1. Field of the Invention
This invention relates to exercise apparatus. The invention is particularly applicable to exercise apparatus designed to simulate the motion of a travelling body.
2. Description of Related Art
Exercise apparatus is known which allows the user to simulate an exercise in the form of human-powered transport, or simply walking or running. Among these are treadmills, rowing machines and exercise cycles. They have been developed to allow the user to perform an exercise in a confined space that would otherwise require a large area. Other forms of exercise apparatus provide a force to exercise against. In this, they are static (producing a torque to exercise against) as opposed to dynamic (producing a motion).
One of the basic aspects of most types of apparatus of this kind is the simulation of the momentum of either the human body or the transport being simulated. This is commonly achieved by using a flywheel linked to the apparatus, counter to the inertia of which the user exerts a force in performing the exercise. As an example of this, the exercise treadmill provides a so-called `rolling road` in the form of a conveyor belt powered by an electric motor. Typical motors are induction motors, brushed permanent magnet motors and brushless dc motors.
The `runner` moves relative to the belt but actually remains substantially stationary. To take the weight of the runner, the flexible belt travels across a support such that the runner's leading foot hits the belt immediately above the support and is carried backwardly. The impact of the foot on the belt pinches the belt between the foot and the support creating a sudden load on the motor. The speed of the travelling belt is maintained by a flywheel operably mounted in relation to the motor so that little or no change in the speed of the belt is perceived by the runner as a result of the foot hitting the belt. Similarly, there are occasions in the running cycle when both feet are out of contact with the belt and it is equally important that the speed of the belt is not substantially increased before the next foot to land makes contact with the belt.
From this it will be appreciated that using a treadmill exercise apparatus involves the relatively sudden imposition and relief of loads on the motor as the feet perform the running action. Known drive systems which are cost-effective in such apparatus are unable to maintain the belt at a sufficiently constant speed. In order to reduce the speed fluctuation to an acceptable level, the flywheel is used to increase the inertia of the rotating components and damp out short-term fluctuations.
The mechanical dynamics of the system are dominated by the inertia of the flywheel and the friction in the belt/roller system. The system therefore has very slow and well-damped dynamics, and any electrical or mechanical disturbances will be substantially suppressed. Any device used for torque or speed-control feedback may accordingly be of relatively low quality, in order to maintain overall costs.
It is well known that flywheels, by their nature, are relatively heavy items and often of a size which makes them awkward to integrate into a housing for the other, significantly smaller, components that will be associated with powering a piece of exercise apparatus.
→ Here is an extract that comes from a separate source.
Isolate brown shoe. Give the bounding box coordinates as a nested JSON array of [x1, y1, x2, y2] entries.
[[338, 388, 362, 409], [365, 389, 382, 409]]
The presence of the flywheel in an exercise apparatus of the type described may significantly increase the size of the unit overall.
If the flywheel is removed from a prior art exercise machine in an effort to save cost and weight, the source of mechanical inertia is essentially removed. Thus, the control system will demand rapidly changing amounts of torque from the motor as the runner's foot lands on the moveable surface. The motor typically employed in such a machine has a relatively low bandwidth. It is therefore unable to react quickly enough to the change in torque demand and the speed of the moveable surface accordingly varies to an unacceptable degree. Attempts to improve the response time by increasing the bandwidth of the controller tend to be counterproductive as the controller cost rises dramatically and the overall response time of the system is limited by the motor's bandwidth.
As a practical matter, the standard of flywheel that is cost effective to use in exercise apparatus may well be inadequately balanced. The motor typically runs at 5000 rpm, which can mean that an inadequately balanced rotating flywheel gives rise to objectionable vibration while the apparatus is in use.
A further disadvantage of the use of a flywheel in exercise apparatus is that it can take a considerable time for the exercise machine to come to rest when the power is removed from the drive motor. This can have undesirable consequences in the event of the user stumbling and operating an emergency stop.